Five of the six studies revealed statistical advantage for prucalopride, with responder rates ranging from 19-38% vs. 10-18% for placebo. Absolute percent treatment differences ranged from 10-23%. The authors of the 24-week study did not observe statistical difference at either 12 or 24 weeks.3,4 An integrated analysis of the six studies showed an overall response rate of 27.8% vs. 13.2% for placebo.5

Because of the risk of cardiovascular events with a previous member of the same pharmacologic class (tegaserod), cardiovascular safety was assessed with nonclinical data and postmarket pharmacoepidemiologic observational data — mainly European data, since the drug was approved in 2009. Prucalopride showed no significant QTc prolongation, no platelet aggregation, and no evidence of increased risk (excluding a prespecified safety margin of three-fold risk) of major adverse cardiovascular events.1,3


CIC is a common disorder that is more common in women, older individuals, and those of lower socioeconomic status.6 Treatment of CIC includes a fiber supplement, osmotic and stimulant laxatives, a 5-HT4 receptor agonist, or a prosecretory agent.6 Currently, prucalopride is the only approved 5-HT4 receptor agonist. Plecanatide and linaclotide are guanylate cyclase-C agonists, and lubiprostone is a chloride channel activator. These agents act by stimulating chloride secretion. Response rates (from placebo) were modest and ranged from 8-17%.7,8 Furthermore, not all available therapies are either effective or tolerated in all patients.3

There are no available comparisons between prucalopride and the other agents. Studies that include laxative-resistant patients would be particularly useful. Only placebo-controlled studies are available; treatment difference between drug and placebo using similar efficacy endpoints appeared to be similar.3 The cost for prucalopride was not available at the time of this review.
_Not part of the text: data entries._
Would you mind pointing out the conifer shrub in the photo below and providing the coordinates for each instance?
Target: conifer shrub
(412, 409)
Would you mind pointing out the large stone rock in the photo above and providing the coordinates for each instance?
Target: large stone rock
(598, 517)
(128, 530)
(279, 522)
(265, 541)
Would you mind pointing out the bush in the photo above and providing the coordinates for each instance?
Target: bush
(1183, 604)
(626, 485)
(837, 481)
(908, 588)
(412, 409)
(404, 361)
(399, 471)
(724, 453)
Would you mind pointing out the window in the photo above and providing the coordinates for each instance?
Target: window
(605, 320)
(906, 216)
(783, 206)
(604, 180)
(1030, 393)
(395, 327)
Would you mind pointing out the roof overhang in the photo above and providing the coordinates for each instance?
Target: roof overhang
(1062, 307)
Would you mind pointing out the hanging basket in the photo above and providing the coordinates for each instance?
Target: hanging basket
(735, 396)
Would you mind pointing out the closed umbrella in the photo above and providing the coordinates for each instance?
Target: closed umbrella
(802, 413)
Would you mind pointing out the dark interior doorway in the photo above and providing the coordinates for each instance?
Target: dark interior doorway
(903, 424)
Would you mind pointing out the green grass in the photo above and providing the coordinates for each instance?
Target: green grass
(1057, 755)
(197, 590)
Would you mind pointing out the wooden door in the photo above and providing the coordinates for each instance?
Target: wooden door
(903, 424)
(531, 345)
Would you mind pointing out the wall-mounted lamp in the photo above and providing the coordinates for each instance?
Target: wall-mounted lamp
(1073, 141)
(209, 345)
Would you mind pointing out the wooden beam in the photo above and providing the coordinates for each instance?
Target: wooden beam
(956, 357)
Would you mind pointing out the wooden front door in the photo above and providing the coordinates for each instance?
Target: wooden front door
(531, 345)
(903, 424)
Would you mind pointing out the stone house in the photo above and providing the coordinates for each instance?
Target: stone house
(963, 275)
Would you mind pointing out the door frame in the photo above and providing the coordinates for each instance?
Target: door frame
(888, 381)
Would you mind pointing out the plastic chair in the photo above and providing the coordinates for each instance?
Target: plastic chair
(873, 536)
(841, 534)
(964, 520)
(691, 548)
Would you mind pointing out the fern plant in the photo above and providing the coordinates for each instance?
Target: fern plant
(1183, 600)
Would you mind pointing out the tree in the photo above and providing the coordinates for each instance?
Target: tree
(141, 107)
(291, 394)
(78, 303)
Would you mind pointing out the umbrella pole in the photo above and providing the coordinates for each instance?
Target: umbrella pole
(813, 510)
  1. Shire US Inc. Motegrity Prescribing Information, December 2018. Available at: Accessed Jan. 9, 2019.
  2. Omer A, Quigley EMM. An update on prucalopride in the treatment of chronic constipation. Therap Adv Gastroenterol 2017;10:877-887.
  3. U.S. Food and Drug Administration. FDA Briefing Document. Gastrointestinal Drug Advisory Committee Meeting. Available at: Accessed Jan. 9, 2019.
  4. Müller-Lissner S, et al. A double-blind, placebo-controlled study of prucalopride in elderly patients with chronic constipation. Neurogastroenterol Motil 2010;22:991-998, e255.
  5. Garnock-Jones KP. Prucalopride: A review in chronic idiopathic constipation. Drugs 2016;76:99-110.
  6. Ford AC, et al. American College of Gastroenterology monograph on the management of irritable bowel syndrome and chronic idiopathic constipation. Am J Gastroenterol 2014;109 (Suppl 1):S2-26; quiz S27.
  7. Allergan Inc. Linzess Prescribing Information, January 2017. Available at: Accessed Jan. 9, 2019.
  8. Synergy Pharmaceuticals Inc. Trulance Prescribing Information, January 2017. Available at: Accessed Jan. 9, 2019.